Columbus City Council is considering a citywide ban on conversion therapy for minors, making Columbus the third city in Ohio to take local action against the practice. Council held a public hearing last night to hear public and professional testimony against conversion, or “reparative,” therapy, a practice used by mental health professionals intended to change an LGBTQ-identifying individual into a straight or cisgendered person.
“Conversion therapy is self-hate therapy,” said Jody Davis, a transgender woman and survivor of the practice.
Davis’ counselors told her that her crossdressing was a sin, temptation and perversion, and that she was a sex addict. She was told to replace her “habit” with fasting and prayer, and to wear rubber bands around her wrists that she could snap herself with whenever she had thoughts or behaviors that were considered effeminate.
“It was based in this idea that there’s a part of me that’s disordered, that’s wrong,” she said. “Those things don’t work.”
The statistics agree with Davis. There’s a severe lack of empirical evidence supporting the effectiveness of conversion therapy — it doesn’t work. At the same time exists prolific evidence for the damaging impacts it has on LGBTQ youth, which include “anxiety, depression, avoidance of intimacy, sexual dysfunction, PTSD, loss of self-confidence and self-efficacy, shame/guilt, self-destructive behavior, and suicidality,” according to the position statement from the International Society of Psychiatric-Mental Health Nurses (ISPN).
Ohioan Leelah Alcorn, from Cincinnati, is a well known local example of the danger of submitting minors to conversion therapy. The teen stepped in front of a truck in December of 2015 after several years of familial tension surrounding her gender nonconformity. In her suicide note, set to publish automatically after her death, she blamed the lack of support from family and friends, as well as the biased Christian therapists her parents sent her to.

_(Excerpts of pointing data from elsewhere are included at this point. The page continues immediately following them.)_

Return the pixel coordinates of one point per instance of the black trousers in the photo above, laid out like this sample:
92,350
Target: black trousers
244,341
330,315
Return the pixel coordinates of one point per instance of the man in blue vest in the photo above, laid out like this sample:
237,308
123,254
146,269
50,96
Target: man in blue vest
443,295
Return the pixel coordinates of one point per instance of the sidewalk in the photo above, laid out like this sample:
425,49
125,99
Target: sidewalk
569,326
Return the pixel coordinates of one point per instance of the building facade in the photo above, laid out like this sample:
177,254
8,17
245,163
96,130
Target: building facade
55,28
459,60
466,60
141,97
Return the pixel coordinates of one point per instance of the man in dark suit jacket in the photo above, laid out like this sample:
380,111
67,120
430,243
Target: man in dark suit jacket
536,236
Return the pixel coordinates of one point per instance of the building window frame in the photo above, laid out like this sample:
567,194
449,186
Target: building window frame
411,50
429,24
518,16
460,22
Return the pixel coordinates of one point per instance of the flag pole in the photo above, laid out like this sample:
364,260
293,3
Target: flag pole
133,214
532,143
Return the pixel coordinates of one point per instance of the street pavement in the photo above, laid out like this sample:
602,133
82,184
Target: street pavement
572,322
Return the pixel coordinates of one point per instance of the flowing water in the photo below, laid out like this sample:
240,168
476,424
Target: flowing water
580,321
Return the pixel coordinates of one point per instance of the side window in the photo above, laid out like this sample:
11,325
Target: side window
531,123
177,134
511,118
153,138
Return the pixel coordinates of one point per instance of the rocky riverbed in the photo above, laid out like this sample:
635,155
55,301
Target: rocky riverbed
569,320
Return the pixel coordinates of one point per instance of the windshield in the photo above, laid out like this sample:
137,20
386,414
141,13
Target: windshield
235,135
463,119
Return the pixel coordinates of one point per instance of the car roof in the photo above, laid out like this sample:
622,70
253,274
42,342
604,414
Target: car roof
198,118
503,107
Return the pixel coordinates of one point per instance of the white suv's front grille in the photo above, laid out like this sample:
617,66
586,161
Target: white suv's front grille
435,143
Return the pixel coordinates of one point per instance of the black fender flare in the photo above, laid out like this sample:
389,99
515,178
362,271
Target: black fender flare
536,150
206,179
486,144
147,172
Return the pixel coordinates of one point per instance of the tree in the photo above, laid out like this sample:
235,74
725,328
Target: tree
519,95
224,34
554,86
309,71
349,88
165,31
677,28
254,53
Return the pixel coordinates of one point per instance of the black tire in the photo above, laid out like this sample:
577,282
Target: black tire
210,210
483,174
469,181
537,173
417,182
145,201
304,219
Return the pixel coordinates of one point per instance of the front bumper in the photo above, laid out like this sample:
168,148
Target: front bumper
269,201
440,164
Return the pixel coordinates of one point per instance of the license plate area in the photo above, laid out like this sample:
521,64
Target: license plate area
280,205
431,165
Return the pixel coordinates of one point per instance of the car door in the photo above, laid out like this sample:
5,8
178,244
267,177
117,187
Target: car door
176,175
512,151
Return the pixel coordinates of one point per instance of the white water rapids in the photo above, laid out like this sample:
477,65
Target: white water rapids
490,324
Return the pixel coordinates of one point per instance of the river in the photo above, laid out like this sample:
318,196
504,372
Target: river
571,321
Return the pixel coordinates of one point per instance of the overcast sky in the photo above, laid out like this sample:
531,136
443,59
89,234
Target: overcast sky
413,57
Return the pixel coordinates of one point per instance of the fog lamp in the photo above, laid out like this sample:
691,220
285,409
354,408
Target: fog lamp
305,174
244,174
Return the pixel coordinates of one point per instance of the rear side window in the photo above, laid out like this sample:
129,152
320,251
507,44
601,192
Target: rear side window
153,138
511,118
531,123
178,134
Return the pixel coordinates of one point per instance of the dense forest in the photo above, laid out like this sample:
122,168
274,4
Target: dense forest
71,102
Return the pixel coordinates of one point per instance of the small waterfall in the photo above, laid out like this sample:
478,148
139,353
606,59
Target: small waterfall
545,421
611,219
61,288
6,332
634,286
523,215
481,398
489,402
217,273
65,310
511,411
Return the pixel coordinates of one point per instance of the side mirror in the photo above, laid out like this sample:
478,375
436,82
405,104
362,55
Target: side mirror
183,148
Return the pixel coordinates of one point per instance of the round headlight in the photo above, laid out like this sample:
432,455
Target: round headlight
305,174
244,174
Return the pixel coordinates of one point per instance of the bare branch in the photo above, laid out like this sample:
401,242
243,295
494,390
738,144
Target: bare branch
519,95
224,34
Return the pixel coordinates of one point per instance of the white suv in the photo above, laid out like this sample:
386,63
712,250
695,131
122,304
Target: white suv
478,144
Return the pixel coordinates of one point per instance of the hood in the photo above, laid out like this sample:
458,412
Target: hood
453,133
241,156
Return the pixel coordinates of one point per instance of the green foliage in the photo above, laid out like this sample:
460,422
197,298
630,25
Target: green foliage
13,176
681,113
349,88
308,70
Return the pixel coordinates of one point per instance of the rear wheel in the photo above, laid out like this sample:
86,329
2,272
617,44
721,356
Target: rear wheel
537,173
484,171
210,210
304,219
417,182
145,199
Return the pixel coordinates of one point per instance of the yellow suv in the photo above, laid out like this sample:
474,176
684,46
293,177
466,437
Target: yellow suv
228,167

“Fix Society. Please,” her note concluded.
Further public testimony revealed both the flaws in conversion therapy as well as the positive impact of affirmative therapy. One speaker said if he’d gone through conversion therapy, rather than received the continued support and encouragement throughout his life, he would probably be dead himself.
“A practice like conversion therapy certainly has no place in our community,” said City Council President Zach Klein.
The proposed ban would make the practice of conversion therapy an unclassified misdemeanor, punishable by a minimum $500 (maximum $1,000) fine and up to one year in jail. Its language specifically targets individuals registered, certified and licensed in the state of Ohio, and excludes religious institutions, unless the counselor is a licensed medical professional.